Ce qui ressort clairement de cette étude, c’est l’insécurité criante des enseignants dès qu’ils ont à écrire et leur crainte de perdre toute crédibilité s’ils font des fautes.

À deux reprises, a illustré l’une des enseignantes, un parent a encerclé au crayon des fautes contenues dans le petit message qu’elle lui avait transmis la veille.

«Les deux fois, j’ai tellement pleuré parce que je me sentais tellement mal et que j’avais peur que les parents fassent une plainte à la direction. […] Chaque fois que le directeur veut me voir, je me demande si c’est ça.»

Les 11 enseignants ayant été retenus pour les entrevues semi-dirigées en raison de leurs lacunes ont d’ailleurs tous dit que «les messages aux parents sont une grande source de stress».

Au lieu d’écrire un petit mot aux parents et de risquer de faire des fautes, neuf d’entre eux ont expliqué qu’ils préféraient leur téléphoner.

D’autres conservent dans leurs ordinateurs des banques de messages génériques (trouvés ou pas sur l’internet).

Ce qui a le plus surpris Geneviève Carpentier, c’est d’entendre des enseignants lui dire à quel point ils n’aiment pas écrire.

«Comment peut-on se lancer dans cette profession sans savoir qu’une grande partie de la journée est passée à le faire?»

En classe, les enseignants qui se savent faibles en français passent beaucoup de leur temps à vérifier discrètement l’orthographe de certains mots sur leur iPhone.

«Les élèves s’en rendent compte, surtout les plus vieux, ils le voient bien que je cherche certains mots sur mon cellulaire. Ça mine ma crédibilité.»

Le cours de leur carrière s’en trouve souvent touché.

«Mes amies ne veulent pas aller au troisième cycle parce que la gestion de classe est trop difficile. Moi, je suis vraiment bonne là-dedans, mais je ne veux pas leur enseigner parce que je ne suis pas assez bonne en français», dira l’une.

«Admettons que je fais une faute dans un participe passé au tableau, dira une autre, je sais que ce n’est pas super, mais [mes élèves de 1re année] ne s’en rendront pas compte, c’est moins pire que si j’étais en 5e ou en 6e année.»

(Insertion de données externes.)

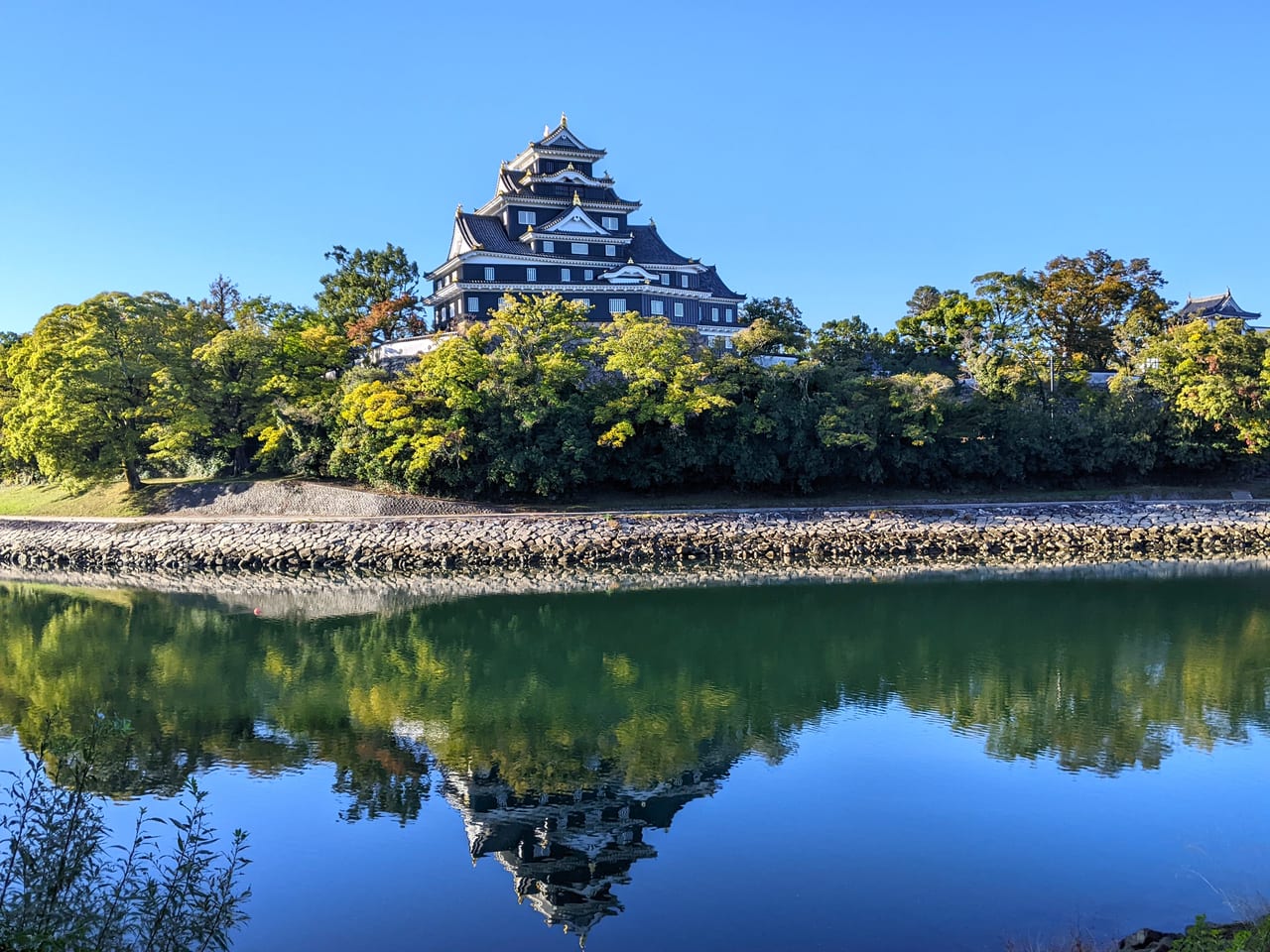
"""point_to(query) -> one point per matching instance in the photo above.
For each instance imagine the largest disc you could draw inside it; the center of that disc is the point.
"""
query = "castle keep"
(556, 226)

Formation universitaire critiquée

Fait à noter, écrit Geneviève Carpentier, les participants à l’étude ont souvent été critiques envers leur formation universitaire. S’ils ont dit qu’ils auraient aimé suivre un cours de trois crédits sur la grammaire, ils ne sont pas enclins «à participer aux formations gratuites demandant un engagement supplémentaire de leur part».

La grande question, c’est de savoir comment ces enseignants qui reconnaissent avoir de grandes lacunes ont pu accéder à la profession.

«Nous devons remettre en question la capacité du TECFÉE [l’examen de français obligatoire soumis aux étudiants en enseignement] à agir comme filtre afin de s’assurer que tous les étudiants qui le réussissent ont vraiment le niveau de compétence scripturale nécessaire pour enseigner.»